School principals don’t often sue their bosses for libel and invasion of privacy, but that’s just what a former Los Angeles high school principal did when he was publicly criticized by his supervisors for his handling of a spate of violence at his school.
A state appeals court in California last month upheld a lower court’s dismissal of the principal’s suit.
Norman K. Morrow was the principal of Jefferson High School in the 708,000-student Los Angeles Unified School District in the spring of 2005 when the school faced campus brawls involving students on three different days. One brawl stemmed from tensions between some 100 black and Latino students, according to court papers.
In the wake of the third violent incident, then-Los Angeles schools Superintendent Roy Romer and Rowena LaGrosa, an administrator who was Mr. Morrow’s direct supervisor, addressed the violence in interviews with the Los Angeles Times.
An article in the newspaper said that Mr. Romer had “voiced a need for stronger leadership at Jefferson,” and that “the principal’s handling of the recent violence had ‘accelerated’ a decision to replace him.”
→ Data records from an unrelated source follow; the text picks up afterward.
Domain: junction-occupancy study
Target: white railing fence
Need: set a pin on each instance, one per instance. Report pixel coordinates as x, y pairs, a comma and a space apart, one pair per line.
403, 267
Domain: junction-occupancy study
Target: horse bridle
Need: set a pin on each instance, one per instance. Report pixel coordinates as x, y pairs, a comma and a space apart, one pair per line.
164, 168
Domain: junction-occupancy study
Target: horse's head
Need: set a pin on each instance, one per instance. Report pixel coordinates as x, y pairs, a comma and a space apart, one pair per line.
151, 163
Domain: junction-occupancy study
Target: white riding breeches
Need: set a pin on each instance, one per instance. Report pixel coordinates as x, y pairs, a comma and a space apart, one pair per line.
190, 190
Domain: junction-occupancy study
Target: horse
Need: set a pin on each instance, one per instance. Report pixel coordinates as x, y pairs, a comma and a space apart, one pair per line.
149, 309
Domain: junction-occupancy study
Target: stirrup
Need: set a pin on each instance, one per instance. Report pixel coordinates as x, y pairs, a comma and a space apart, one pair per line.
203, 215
Ms. LaGrosa told the paper that Mr. Morrow would be replaced at Jefferson High by July 1, 2005, six months before he planned to retire. The principal was removed and given a central-office job. He retired in January 2006.
In a lawsuit filed in state court, Mr. Morrow said the administrators’ statements to the press had invaded his privacy and defamed him.
He argued that their public discussion of his handling of the school violence amounted to a “performance evaluation” that should have been conducted in a closed session of the school board.
Mr. Morrow’s libel claim contended that Mr. Romer’s statement that stronger leadership was needed at Jefferson High implicitly disparaged the principal’s leadership ability.
The suit argued that the administrators had no basis for removing Mr. Morrow as principal, and that he ended up retiring from the district seven years earlier that he had planned, which had financial consequences for him.
A state trial court dismissed Mr. Morrow’s suit, and on April 20, a three-judge panel of the California Court of Appeal ruled unanimously for the district officials.
The appeals court said the comments by Mr. Romer and Ms. LaGrosa amounted to “constitutionally privileged comment by a public officer in the proper discharge of an official duty.”
The court also rejected Mr. Morrow’s arguments that disclosures about his retirement invaded his privacy.
Mr. Romer and Ms. LaGrosa “only mentioned Morrow’s retirement plans to the extent they directly concerned the school district’s solution to the school violence,” the appeals court said. “There is no evidence that any gratuitous details were offered to the press and certainly none were published.”